I'm pretty exhausted with the whole experience. But it seems to me like with this plane it's just a matter of time before your plane develops this exact problem mid flight and is destroyed. To say I'm disappointed with my experience would be such a massive understatement. It just kills me because I really like the way this plane flies; it's exactly what I'm looking for. But it seems like 100% of these will end in this same way and in a similar amount of time. I'm interested to see how many other people had this same problem. It seems like it should be extremely common.

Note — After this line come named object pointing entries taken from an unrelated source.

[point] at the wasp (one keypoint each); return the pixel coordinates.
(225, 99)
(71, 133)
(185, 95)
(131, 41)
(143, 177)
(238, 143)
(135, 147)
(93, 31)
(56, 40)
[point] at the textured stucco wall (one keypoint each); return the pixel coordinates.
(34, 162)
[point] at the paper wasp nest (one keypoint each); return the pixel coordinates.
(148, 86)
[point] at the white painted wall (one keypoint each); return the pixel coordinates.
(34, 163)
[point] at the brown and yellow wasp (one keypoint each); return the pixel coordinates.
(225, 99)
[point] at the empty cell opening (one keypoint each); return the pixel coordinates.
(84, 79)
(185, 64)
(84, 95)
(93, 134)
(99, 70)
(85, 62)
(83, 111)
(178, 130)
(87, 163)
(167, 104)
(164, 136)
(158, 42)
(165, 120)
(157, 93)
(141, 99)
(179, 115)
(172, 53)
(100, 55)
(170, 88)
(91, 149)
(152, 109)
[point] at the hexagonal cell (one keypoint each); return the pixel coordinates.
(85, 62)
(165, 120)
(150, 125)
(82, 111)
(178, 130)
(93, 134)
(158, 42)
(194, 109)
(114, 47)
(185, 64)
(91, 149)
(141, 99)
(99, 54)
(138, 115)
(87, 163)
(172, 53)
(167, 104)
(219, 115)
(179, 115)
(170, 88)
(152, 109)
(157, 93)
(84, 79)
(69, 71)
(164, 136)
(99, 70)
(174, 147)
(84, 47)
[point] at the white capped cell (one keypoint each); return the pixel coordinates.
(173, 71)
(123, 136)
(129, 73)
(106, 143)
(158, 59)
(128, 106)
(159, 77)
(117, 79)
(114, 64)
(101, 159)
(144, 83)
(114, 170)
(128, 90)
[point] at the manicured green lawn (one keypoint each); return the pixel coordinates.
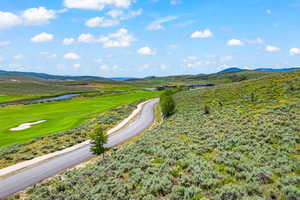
(10, 98)
(60, 116)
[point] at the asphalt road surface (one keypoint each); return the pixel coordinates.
(30, 176)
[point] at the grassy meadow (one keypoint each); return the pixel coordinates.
(62, 115)
(230, 142)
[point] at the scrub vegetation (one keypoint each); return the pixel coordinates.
(42, 145)
(59, 116)
(246, 146)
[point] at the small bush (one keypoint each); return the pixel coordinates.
(167, 105)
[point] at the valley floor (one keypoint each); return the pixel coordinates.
(231, 142)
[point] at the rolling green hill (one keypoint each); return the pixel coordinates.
(43, 76)
(222, 78)
(246, 146)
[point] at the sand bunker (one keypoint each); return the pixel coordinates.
(26, 126)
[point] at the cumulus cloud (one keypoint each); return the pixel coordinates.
(19, 57)
(158, 24)
(235, 42)
(116, 17)
(68, 41)
(115, 13)
(42, 37)
(175, 2)
(294, 51)
(38, 16)
(86, 38)
(271, 48)
(256, 41)
(4, 43)
(207, 33)
(226, 58)
(76, 65)
(9, 20)
(101, 22)
(146, 51)
(96, 4)
(119, 39)
(71, 56)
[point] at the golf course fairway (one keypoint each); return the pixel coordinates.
(59, 116)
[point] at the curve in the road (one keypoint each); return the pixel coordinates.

Maybe some of you on here can think of some reason as to why my plane would be flying amazingly one second and then in a death spiral the next. Because I don't know why I would fix this thing up if I can't figure the problem out. Was it ever the rubber bands losing their elasticity at all? The problem was identical this time to when I thought it was the rubber bands. I really was not amused any of the times that happened so far and am not looking for another such experience.
I don't want to talk trash on Flite Test. I like your guys' attitude. But %$^* me was this plane a nightmare. Have you guys looked at redesigning it? If I had known this was the case with this plane I would have just sought out to make my own design completely from scratch.
TL;DR Keep having the same fatal problem with Bushwackers. Cannot figure it out.